Columbia’s Zuckerman Institute helps to build the bridges that further this work, says Dr. Kriegeskorte, who joined the institute in 2017. “All the levels of neuroscience are present here,” he says. On the one hand, there are researchers focused on the scale of individual neurons or groups of neurons. On the other, there are people looking at a much larger scale: the intelligent behavior of animals and humans. There are experimentalists, observing and measuring brain and behavior, and there are theorists, modeling what the brain does with math. “We have one foot in experiment and the other in theory,” he says of his lab, “and we’re trying to better link the two.”
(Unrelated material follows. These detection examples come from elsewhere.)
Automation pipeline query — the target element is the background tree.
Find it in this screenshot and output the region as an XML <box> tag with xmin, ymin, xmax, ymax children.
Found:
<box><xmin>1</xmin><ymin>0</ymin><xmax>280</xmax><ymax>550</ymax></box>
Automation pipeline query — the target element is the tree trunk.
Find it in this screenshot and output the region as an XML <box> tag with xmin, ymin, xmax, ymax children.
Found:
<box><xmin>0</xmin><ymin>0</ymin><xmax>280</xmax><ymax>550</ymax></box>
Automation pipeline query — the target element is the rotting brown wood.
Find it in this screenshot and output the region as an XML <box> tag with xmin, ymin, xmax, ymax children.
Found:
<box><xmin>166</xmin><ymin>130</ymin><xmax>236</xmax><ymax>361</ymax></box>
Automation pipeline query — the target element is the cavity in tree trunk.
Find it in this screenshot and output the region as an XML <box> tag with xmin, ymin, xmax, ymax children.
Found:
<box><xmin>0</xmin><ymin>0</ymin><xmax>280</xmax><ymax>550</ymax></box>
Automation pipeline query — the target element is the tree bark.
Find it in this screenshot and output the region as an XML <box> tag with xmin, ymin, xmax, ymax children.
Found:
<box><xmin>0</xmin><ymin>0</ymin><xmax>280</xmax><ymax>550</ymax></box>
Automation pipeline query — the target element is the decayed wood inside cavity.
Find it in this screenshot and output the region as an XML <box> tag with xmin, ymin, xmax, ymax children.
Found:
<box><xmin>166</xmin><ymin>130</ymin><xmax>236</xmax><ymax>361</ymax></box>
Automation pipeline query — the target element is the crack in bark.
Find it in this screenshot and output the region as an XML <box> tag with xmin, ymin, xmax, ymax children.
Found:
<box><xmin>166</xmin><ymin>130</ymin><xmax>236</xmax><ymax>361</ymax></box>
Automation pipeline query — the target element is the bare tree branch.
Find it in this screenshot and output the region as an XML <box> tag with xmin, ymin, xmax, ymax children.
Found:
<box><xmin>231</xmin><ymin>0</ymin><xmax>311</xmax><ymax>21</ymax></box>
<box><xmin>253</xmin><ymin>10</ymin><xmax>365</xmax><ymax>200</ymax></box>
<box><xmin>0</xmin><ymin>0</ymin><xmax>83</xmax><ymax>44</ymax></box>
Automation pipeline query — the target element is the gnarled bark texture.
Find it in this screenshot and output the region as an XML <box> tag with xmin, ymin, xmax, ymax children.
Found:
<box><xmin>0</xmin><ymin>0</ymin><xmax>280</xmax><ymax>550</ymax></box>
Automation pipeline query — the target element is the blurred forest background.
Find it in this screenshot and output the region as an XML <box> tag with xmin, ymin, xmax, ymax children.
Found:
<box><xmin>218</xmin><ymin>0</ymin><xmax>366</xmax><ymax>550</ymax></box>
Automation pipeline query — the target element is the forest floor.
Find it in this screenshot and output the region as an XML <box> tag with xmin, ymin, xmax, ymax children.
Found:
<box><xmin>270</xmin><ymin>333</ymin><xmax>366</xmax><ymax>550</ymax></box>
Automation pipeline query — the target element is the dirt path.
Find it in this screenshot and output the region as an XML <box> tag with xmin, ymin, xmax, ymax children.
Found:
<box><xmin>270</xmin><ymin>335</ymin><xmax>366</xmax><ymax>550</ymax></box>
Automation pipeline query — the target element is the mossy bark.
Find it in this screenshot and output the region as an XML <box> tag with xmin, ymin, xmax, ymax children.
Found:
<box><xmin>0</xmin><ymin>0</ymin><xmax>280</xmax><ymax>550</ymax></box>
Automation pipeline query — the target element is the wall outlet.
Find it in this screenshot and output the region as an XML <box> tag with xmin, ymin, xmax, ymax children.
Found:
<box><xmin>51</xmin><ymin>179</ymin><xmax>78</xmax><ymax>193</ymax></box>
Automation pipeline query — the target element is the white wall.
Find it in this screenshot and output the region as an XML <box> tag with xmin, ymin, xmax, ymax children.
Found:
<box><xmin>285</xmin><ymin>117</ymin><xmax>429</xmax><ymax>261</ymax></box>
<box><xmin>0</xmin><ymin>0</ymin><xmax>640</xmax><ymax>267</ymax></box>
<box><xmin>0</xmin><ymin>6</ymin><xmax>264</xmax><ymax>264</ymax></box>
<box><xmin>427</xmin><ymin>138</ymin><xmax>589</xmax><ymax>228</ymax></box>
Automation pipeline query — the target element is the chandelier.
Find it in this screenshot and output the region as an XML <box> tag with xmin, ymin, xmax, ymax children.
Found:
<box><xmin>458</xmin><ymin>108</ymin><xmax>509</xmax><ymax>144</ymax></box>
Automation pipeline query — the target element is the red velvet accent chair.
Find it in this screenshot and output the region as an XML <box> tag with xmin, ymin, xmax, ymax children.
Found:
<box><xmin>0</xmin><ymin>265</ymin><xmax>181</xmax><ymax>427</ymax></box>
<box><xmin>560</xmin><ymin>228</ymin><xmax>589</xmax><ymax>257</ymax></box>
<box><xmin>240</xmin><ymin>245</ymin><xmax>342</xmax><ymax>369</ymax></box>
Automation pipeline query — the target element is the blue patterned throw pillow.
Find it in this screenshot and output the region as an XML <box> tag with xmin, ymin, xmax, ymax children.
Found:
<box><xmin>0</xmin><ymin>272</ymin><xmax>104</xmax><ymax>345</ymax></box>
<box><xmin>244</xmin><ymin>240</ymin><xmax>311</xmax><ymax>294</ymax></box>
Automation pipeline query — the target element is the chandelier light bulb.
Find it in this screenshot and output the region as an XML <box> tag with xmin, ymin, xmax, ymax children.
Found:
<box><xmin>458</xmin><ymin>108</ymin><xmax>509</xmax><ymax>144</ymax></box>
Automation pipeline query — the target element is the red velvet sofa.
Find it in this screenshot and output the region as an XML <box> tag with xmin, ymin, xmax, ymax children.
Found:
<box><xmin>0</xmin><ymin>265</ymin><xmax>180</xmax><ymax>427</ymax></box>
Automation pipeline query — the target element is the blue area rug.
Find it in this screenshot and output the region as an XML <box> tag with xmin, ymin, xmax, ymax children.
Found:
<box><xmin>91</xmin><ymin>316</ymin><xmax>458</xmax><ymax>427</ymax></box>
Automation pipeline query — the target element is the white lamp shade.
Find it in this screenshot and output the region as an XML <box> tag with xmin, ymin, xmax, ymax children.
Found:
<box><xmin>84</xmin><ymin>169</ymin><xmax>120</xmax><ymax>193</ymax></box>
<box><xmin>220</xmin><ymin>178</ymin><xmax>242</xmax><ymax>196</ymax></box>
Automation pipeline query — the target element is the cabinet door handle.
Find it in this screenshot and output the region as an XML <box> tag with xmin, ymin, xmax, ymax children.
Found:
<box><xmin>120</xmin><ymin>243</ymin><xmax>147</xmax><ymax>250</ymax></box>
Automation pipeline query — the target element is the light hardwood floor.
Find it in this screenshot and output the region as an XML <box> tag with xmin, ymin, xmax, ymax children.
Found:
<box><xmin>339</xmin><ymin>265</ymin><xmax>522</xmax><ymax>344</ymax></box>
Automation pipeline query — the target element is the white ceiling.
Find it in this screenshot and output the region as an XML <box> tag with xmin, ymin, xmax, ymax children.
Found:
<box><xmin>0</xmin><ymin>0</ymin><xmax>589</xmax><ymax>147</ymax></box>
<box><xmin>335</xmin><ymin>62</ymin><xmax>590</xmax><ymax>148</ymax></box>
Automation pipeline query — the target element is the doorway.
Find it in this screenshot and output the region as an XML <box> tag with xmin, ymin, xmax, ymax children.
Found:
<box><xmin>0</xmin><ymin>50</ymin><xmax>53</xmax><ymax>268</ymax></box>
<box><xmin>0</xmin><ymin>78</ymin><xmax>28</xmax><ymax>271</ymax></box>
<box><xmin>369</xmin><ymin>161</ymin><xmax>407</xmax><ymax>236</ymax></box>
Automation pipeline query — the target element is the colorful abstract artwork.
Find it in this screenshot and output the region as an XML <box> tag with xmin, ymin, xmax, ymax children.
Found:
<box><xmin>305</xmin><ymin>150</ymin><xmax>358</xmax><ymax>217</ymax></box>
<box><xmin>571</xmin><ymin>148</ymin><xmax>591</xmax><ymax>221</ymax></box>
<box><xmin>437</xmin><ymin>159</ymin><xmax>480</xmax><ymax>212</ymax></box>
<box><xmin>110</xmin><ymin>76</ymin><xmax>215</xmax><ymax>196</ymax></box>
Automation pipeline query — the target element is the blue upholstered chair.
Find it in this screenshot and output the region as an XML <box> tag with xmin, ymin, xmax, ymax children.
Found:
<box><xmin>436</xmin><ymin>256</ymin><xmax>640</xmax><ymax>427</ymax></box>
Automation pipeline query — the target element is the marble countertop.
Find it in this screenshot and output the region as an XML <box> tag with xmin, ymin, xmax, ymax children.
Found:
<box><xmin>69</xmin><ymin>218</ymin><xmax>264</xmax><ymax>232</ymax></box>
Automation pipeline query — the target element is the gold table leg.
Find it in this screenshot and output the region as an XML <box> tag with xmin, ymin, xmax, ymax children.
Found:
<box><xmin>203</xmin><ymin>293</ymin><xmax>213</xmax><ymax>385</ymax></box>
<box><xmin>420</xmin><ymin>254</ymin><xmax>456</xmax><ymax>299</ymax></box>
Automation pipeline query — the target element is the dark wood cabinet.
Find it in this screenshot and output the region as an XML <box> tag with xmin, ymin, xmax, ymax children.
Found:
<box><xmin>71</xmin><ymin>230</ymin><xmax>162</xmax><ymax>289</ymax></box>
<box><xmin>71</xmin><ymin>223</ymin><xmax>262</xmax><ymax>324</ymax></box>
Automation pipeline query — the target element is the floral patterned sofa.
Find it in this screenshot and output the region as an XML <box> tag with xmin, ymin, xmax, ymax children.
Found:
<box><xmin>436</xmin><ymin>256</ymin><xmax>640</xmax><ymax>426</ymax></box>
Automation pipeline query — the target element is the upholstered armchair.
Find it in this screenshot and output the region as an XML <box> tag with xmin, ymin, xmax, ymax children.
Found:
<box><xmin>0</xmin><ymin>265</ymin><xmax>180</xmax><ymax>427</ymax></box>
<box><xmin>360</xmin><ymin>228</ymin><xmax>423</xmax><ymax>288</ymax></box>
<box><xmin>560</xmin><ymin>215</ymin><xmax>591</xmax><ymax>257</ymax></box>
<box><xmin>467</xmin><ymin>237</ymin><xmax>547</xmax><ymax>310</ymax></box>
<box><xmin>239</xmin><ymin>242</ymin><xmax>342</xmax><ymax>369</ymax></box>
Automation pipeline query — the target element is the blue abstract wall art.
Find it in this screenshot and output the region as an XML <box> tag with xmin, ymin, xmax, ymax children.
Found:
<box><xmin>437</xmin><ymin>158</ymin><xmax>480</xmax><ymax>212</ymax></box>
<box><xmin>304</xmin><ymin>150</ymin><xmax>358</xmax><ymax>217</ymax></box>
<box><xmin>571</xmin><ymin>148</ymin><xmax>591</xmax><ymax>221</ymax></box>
Linking experiment to theory across spatial scales also motivated Dr. Kriegeskorte to cofound a new annual conference on Cognitive Computational Neuroscience. The conference brings together cognitive scientists (who study intelligent behavior and how it can be broken down into simpler components), computational neuroscientists (who study how neurons can implement these elementary components) and AI researchers (who study how intelligent behavior can be engineered).

“I think the pace of brain science is speeding up,” he says. “These separate communities are coming together to build a common vision.”